L'ethno-nationalisme en Côte d'Ivoire: un accident historique à réparer.

Entre 1990 et 2010, l'ancrage du nationalisme communautaire (dénommé ivoirité dans notre jargon local) une vision excluante et désintégrante du politique, résulta d'un accident historique et d'une errance collective contextuelle.

Entre 1990 et 2010, l'ancrage du nationalisme communautaire (dénommé ivoirité dans notre jargon local) une vision excluante et désintégrante du politique, résulta d'un accident historique et d'une errance collective contextuelle.
L'ethnonationalisme autochtoniste heurtait de front le nationalisme libéral universaliste constitutif de la Côte d'Ivoire porté par le PDCI-RDA de Félix Houphouët-Boigny en raison du tissu sociologique essentiellement diversifié du pays.

 Contre ce mal politique suprême il faut opposer une réponse de court terme et une réponse de long terme : La marginalisation électorale de l’extrémisme identitaire pour le court terme ;  la poursuite obstinée de la politique d’inclusion sociale et d’intégration nationale à travers une politique audacieuse d’investissement économique et de redistribution sociale pour le long terme.

La réponse politique (de court terme) à opposer à cette errance est, comme en décembre 2010, en 2015 et récemment dans les récentes élections locales d'Octobre 2018, de marginaliser politiquement ce courant mortifère, par la voie des urnes.

Une campagne d’occupation cognitive du terrain, où le discours social et républicain appuie le bilan du gouvernement devrait y pourvoir. A l’offre et au discours communautariste d’une « opposition » socialement indigente, il faut opposer un discours et une offre  programmatique qui reflète les demandes sociales et satisfait les besoins existentiels concrets de toutes les catégories de la société civile.

La chefferie ivoirienne a vocation à consentir à la République. La Côte d’Ivoire est fille de l’alliance normative locale entre les identités ethniques et la modernité politique et économique, entre les cultures du territoire  et la rationalité moderne.   

Dans la confusion des années 1990 marquées par la 1ere guerre politique entre les prétendants à la succession du Père de la nation, le caractère foncièrement pathologique du nationalisme communautaire n'avait pas été clairement perçu. Cette idéologie heurte de front, la structure sociologique de notre pays multiethnique et ses valeurs constitutives à savoir l'ouverture à l'altérité et le respect de la différence.

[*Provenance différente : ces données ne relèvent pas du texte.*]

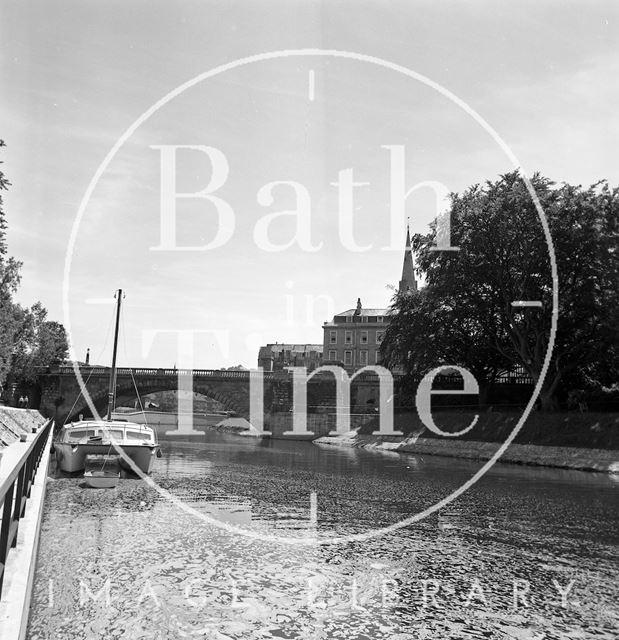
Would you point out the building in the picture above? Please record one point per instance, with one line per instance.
(353, 337)
(275, 357)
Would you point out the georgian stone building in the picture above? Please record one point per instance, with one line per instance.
(353, 337)
(278, 356)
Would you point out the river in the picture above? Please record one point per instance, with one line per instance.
(236, 540)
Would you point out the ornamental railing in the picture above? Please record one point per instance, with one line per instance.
(15, 490)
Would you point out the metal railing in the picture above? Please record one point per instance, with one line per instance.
(15, 491)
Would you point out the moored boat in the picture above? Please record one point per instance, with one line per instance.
(135, 443)
(78, 440)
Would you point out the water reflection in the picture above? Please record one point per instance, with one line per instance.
(171, 575)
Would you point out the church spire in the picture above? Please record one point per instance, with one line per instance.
(408, 281)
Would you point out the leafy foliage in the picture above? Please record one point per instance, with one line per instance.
(28, 341)
(467, 303)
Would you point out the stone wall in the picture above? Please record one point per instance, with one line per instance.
(15, 422)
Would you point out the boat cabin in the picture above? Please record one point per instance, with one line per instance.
(123, 432)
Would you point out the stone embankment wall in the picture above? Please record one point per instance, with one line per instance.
(319, 423)
(15, 422)
(560, 429)
(578, 458)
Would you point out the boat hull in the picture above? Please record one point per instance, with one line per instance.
(102, 479)
(71, 457)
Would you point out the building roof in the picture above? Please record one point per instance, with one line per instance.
(363, 312)
(274, 348)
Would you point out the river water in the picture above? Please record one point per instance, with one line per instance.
(242, 538)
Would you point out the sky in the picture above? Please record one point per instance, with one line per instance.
(270, 136)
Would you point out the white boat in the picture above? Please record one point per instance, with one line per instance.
(101, 479)
(138, 442)
(100, 437)
(102, 472)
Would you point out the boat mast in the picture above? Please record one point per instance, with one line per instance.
(111, 396)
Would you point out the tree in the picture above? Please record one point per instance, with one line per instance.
(38, 343)
(9, 281)
(428, 330)
(503, 258)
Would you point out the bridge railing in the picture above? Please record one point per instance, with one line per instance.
(517, 376)
(141, 371)
(15, 490)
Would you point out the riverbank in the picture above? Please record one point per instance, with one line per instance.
(15, 423)
(576, 458)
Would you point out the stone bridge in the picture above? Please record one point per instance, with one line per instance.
(60, 389)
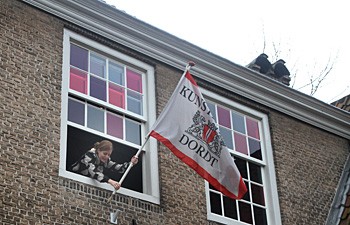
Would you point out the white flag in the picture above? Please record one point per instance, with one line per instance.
(187, 128)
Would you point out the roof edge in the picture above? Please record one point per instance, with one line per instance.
(118, 26)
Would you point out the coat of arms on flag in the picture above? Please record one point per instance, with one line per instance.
(187, 128)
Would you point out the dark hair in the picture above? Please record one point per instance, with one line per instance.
(104, 145)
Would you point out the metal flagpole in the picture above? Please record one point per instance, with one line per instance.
(129, 168)
(188, 67)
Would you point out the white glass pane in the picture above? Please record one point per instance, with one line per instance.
(133, 132)
(95, 118)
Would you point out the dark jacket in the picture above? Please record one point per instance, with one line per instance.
(91, 166)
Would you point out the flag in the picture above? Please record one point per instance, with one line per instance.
(187, 128)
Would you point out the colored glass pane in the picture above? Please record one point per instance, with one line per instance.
(238, 122)
(133, 132)
(78, 80)
(76, 112)
(116, 95)
(240, 143)
(253, 128)
(134, 80)
(135, 102)
(95, 118)
(79, 57)
(114, 125)
(116, 73)
(98, 88)
(254, 148)
(97, 65)
(224, 117)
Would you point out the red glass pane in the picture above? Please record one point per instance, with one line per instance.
(114, 126)
(253, 128)
(224, 117)
(134, 80)
(78, 80)
(240, 143)
(116, 95)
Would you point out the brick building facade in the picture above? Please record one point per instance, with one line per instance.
(303, 143)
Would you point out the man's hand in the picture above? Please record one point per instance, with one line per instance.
(114, 184)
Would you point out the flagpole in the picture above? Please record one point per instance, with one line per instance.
(129, 167)
(189, 65)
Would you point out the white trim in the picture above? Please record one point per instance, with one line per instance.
(273, 214)
(122, 28)
(151, 176)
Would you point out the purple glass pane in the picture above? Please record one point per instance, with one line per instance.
(245, 212)
(76, 111)
(134, 80)
(238, 123)
(98, 65)
(215, 203)
(78, 80)
(224, 117)
(114, 125)
(253, 128)
(260, 216)
(79, 57)
(254, 148)
(230, 209)
(98, 88)
(258, 194)
(241, 143)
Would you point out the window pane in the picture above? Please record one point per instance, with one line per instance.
(212, 110)
(114, 125)
(253, 128)
(133, 132)
(245, 212)
(95, 118)
(242, 167)
(254, 148)
(260, 216)
(78, 80)
(79, 57)
(215, 203)
(98, 88)
(227, 136)
(258, 194)
(247, 194)
(241, 143)
(76, 111)
(238, 123)
(135, 102)
(116, 95)
(224, 117)
(134, 80)
(230, 209)
(97, 65)
(116, 73)
(255, 173)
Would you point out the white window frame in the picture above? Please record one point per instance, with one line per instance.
(273, 214)
(150, 160)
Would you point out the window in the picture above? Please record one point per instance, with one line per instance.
(108, 95)
(246, 134)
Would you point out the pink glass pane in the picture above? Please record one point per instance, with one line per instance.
(78, 80)
(241, 143)
(253, 128)
(79, 57)
(224, 117)
(116, 95)
(134, 81)
(114, 126)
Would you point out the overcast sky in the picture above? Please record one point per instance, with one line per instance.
(308, 34)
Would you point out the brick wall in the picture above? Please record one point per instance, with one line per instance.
(308, 161)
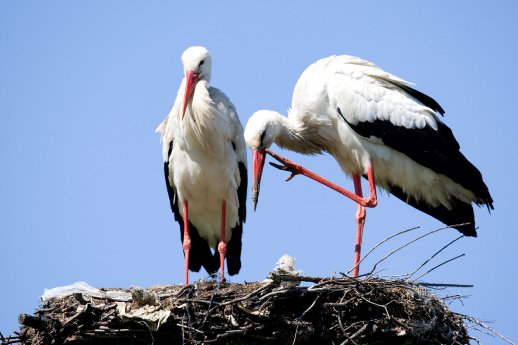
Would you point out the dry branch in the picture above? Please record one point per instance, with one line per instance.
(330, 311)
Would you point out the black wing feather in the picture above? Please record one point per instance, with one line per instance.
(418, 95)
(200, 253)
(434, 149)
(234, 245)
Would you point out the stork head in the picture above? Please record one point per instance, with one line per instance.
(261, 131)
(196, 66)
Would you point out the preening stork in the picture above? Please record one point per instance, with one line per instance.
(376, 126)
(205, 169)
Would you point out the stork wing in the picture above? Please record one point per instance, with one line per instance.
(387, 111)
(201, 254)
(241, 175)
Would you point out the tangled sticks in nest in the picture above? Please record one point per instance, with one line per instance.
(326, 311)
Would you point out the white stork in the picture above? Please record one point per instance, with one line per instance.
(375, 125)
(205, 169)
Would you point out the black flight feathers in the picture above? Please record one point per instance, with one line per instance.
(434, 149)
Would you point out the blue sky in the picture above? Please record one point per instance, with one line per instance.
(83, 85)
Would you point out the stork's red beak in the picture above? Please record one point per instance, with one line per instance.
(191, 78)
(258, 159)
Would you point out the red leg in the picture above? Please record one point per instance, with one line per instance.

Relativement inoffensif dans les vieilles démocraties qui ont déjà réalisé leur intégration nationale, le nationalisme communautaire, une idéologie foncièrement désintégrante, s'est donc accidentellement infiltré dans notre pays à la suite d’une cécité collective et d’une abdication de l’intelligentsia ivoirienne.

Cette vision ségrégative et excluante du social et du politique a provoqué inéluctablement la division du pays et la guerre civile.

 Le nationalisme communautaire, cette pathologie universelle (le diviseur commun des cités) étant désormais appréhendé sous son vrai visage comme un danger mortel pour notre pays par la majorité des Ivoiriens, les acteurs politiques et les partis qui s'en réclament devraient être marginalisés par la voie urnes.

Il importe d'ancrer dans la conscience collective ivoirienne cette réputation calamiteuse de l'ethno-nationalisme qui incarne toujours une vision extrémiste et excluante du politique.

La vocation de l'affrontement politique dans la Côte d'Ivoire multiethnique est de se dérouler au centre et non pas dans les marges et les extrêmes.
Le programme politique normatif partisan ivoirien est, par nécessité sociologique et historique, un programme d'inclusion sociale et d'intégration nationale.